All siblings argue now and again. But if your children have frequent, intense fights, you do not have to just stand by and let them treat each other badly. Brotherhood and sisterhood can begin at home!

What are some causes of sibling rivalry?

  • Rivalry may occur when children believe that there’s not enough of what they need or want to go around. They may feel they have to compete for parents’ attention, affection, recognition, or time.
  • Children may get the idea that they are in a contest when parents compare one child to another: “Sit quietly like your brother does.”

What can a parent do about sibling rivalry?

  • Avoid comparing one child to another.
  • Listen to the children’s complaints to get clues to what the “rivals” believe is in short supply: “Dad always hugs Kendra first!”
  • Let children know you understand their feelings even though you don’t agree with them: “Yes, your brother needs more help getting dressed than you do, but you are just as important to me as he is.”
  • Spend some time alone with each child doing something he or she really enjoys: taking a walk, reading stories, playing catch-10 minutes a day for a week can do wonders.
  • If one child says unkind things to you about another, remind him that “she’s still one of us” no matter how annoying she is sometimes. That response reassures the child that he would still belong to the family even if a sibling had ill feelings toward him .
  • Do not worry about treating all your children exactly alike. Children need comfort, help, and encouragement at different times and in different ways. When a child questions the attention you give to her sibling, reassure her that when she needs help, you will provide it.

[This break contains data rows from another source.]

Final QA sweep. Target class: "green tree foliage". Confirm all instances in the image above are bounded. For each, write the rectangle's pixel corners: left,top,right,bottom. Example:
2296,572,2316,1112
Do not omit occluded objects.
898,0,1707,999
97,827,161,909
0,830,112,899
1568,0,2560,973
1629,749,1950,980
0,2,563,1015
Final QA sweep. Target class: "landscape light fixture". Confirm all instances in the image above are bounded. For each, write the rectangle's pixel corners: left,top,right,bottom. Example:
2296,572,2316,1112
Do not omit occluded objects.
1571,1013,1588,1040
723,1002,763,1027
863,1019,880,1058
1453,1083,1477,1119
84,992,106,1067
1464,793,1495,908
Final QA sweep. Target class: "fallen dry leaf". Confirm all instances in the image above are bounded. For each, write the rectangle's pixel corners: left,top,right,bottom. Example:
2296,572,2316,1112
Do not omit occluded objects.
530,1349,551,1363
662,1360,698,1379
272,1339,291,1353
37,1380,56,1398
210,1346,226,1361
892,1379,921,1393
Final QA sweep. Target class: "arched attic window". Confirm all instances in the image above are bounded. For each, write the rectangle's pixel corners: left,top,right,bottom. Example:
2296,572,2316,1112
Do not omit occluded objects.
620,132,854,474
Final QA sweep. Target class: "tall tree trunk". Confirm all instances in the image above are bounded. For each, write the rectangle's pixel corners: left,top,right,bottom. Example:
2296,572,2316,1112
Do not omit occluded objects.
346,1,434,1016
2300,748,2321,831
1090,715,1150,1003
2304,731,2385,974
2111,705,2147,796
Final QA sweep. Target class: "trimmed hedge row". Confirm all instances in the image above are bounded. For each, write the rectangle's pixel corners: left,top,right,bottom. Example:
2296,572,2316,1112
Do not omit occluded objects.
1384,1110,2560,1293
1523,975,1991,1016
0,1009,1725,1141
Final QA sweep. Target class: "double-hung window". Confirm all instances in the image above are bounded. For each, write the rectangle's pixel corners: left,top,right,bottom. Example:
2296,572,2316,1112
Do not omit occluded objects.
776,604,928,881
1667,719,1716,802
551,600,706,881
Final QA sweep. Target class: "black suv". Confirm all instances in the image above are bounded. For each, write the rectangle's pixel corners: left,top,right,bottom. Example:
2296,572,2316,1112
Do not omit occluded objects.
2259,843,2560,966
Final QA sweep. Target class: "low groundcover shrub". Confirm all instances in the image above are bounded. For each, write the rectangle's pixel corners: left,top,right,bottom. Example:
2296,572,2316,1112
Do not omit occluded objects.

What can parents do about quarrels?

  • Keep in mind that you don’t have to get involved in every sibling argument. Children can often work things out themselves.
  • If your children’s quarrels bother you, calmly step in. If you tell them to stop, stay involved until the problem is resolved. Listen carefully to each child. This is an opportunity to model how to resolve conflicts.
  • Avoid lecturing or nagging children about their arguments.
  • Remember that children often push you to exercise your authority. By his or her behavior, a child may be saying, “Help me to be the kind of person you want me to be! That is the kind of person I want to be too-but I need your help to get there.”